Dünya artık öyle sıkıcı bir hale geldi ki, sanki hepimiz “donuk suratlı USB bellek” kıvamına geldik. Sabah kalkıyoruz, suratımız “güncelleme bekleyen bilgisayar” gibi. Halbuki hayat basit: Biraz tebessüm, iki damla kahkaha, üzerine de bir tutam neşe serpiştirdin mi, insanın ruhu çorba değil, ziyafet oluyor!
Ama biz ne yapıyoruz?
Metroda oturmuş, yüzünde “benim vergi borcum var” ifadesiyle telefonuna bakan bir kalabalık. Kimse gülmüyor, kimse tebessüm etmiyor. Oysa şu görselde yazdığı gibi, gülücük ve tebessüm, insanın yüzünde eksik olmayacak doğal vitaminlerdir. Yan etkisi yok, SGK’dan katkı payı istemez, üstelik bulaşıcıdır!
Bakın mesela “kahkaha”... Kahkaha atmak aslında bedava spor. Karın kaslarını çalıştırıyor, stresi eritiyor. Ama biz ne yapıyoruz? Kahkaha atınca “ayy çok güldüm ayıp oldu” diye utanıyoruz. Sanki gülmek suçmuş gibi. Oysa en büyük suç, surat asıp milletin enerjisini emmek!
“Neşe” desen, bizde kıtlıkta. Neşe öyle bir kayboldu ki, neredeyse ithal etmeye başlayacağız. “Çin’den neşe geldi, üç alana bir tebessüm bedava!”

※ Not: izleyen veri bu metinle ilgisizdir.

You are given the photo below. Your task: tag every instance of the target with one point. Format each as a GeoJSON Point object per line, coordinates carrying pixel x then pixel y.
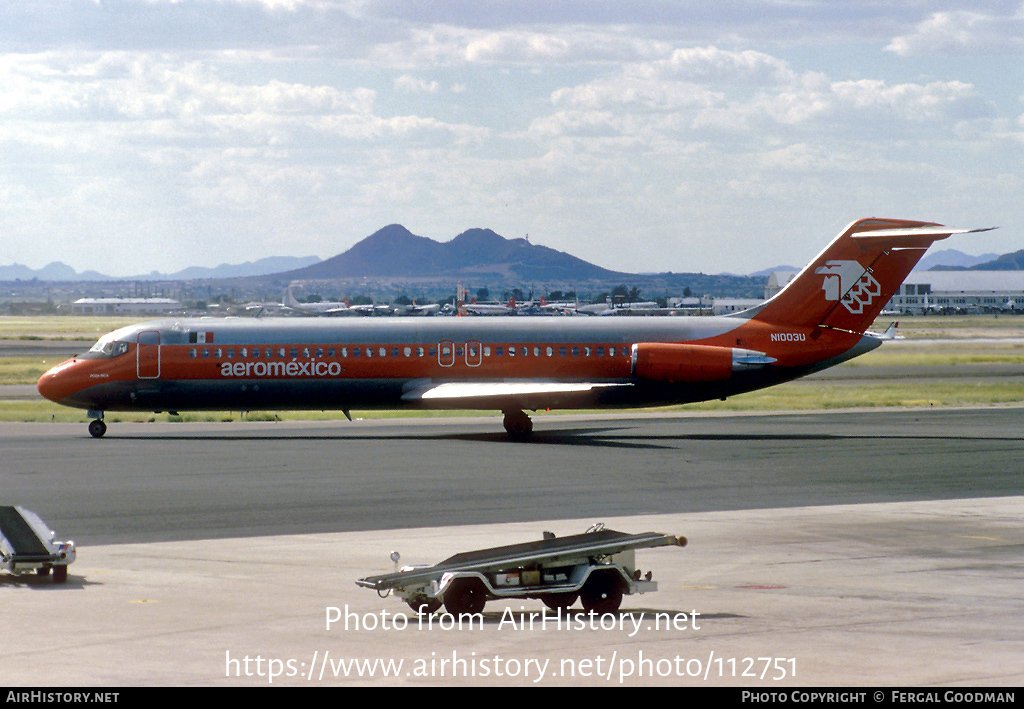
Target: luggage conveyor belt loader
{"type": "Point", "coordinates": [597, 567]}
{"type": "Point", "coordinates": [28, 545]}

“Sevgi” zaten Wi-Fi gibi. Herkes şifresini koymuş, paylaşmıyor. Halbuki paylaştıkça artıyor.
“Mutluluk” bazen küçücük şeylerde gizli: Taze demlenmiş çay, sabah simidinin susamı, ya da çekirdek çitlerken çıkan o çıt sesi…
“Sağlık” ve “huzur” zaten işin tuzu biberi. Olmazsa olmaz. Ama gel gör ki, stres yüzünden mide ülserinden yarış atı gibi koşan tansiyona kadar her şey bizde bedava dağıtılıyor.
Bir de “heyecan” var ya... İşte onu kaybettik. Çocukken dondurmacıyı görünce yaşadığımız heyecanı hatırlıyor musunuz? Şimdi indirimli market broşürü görünce bile aynı coşkuyu yaşayamıyoruz.
Yani sevgili okur, kısacası:
Suratınız “kargocu bekleyen apartman yöneticisi” gibi olmasın.
Biraz tebessüm edin, kahkaha atın, neşenizi paylaşın.
Çünkü günün sonunda, kimse “bu adam çok somurtkandı” diye hatırlanmak istemez.
Unutmayın:
Yüzünüzden gülücük, hayatınızdan huzur eksik olmasın…
Ama biraz da mizah olsun, yoksa bu hayat çok fena çekilmez!
*Ernesto Che Guevara . Gülmek devrimci bir eylemdir.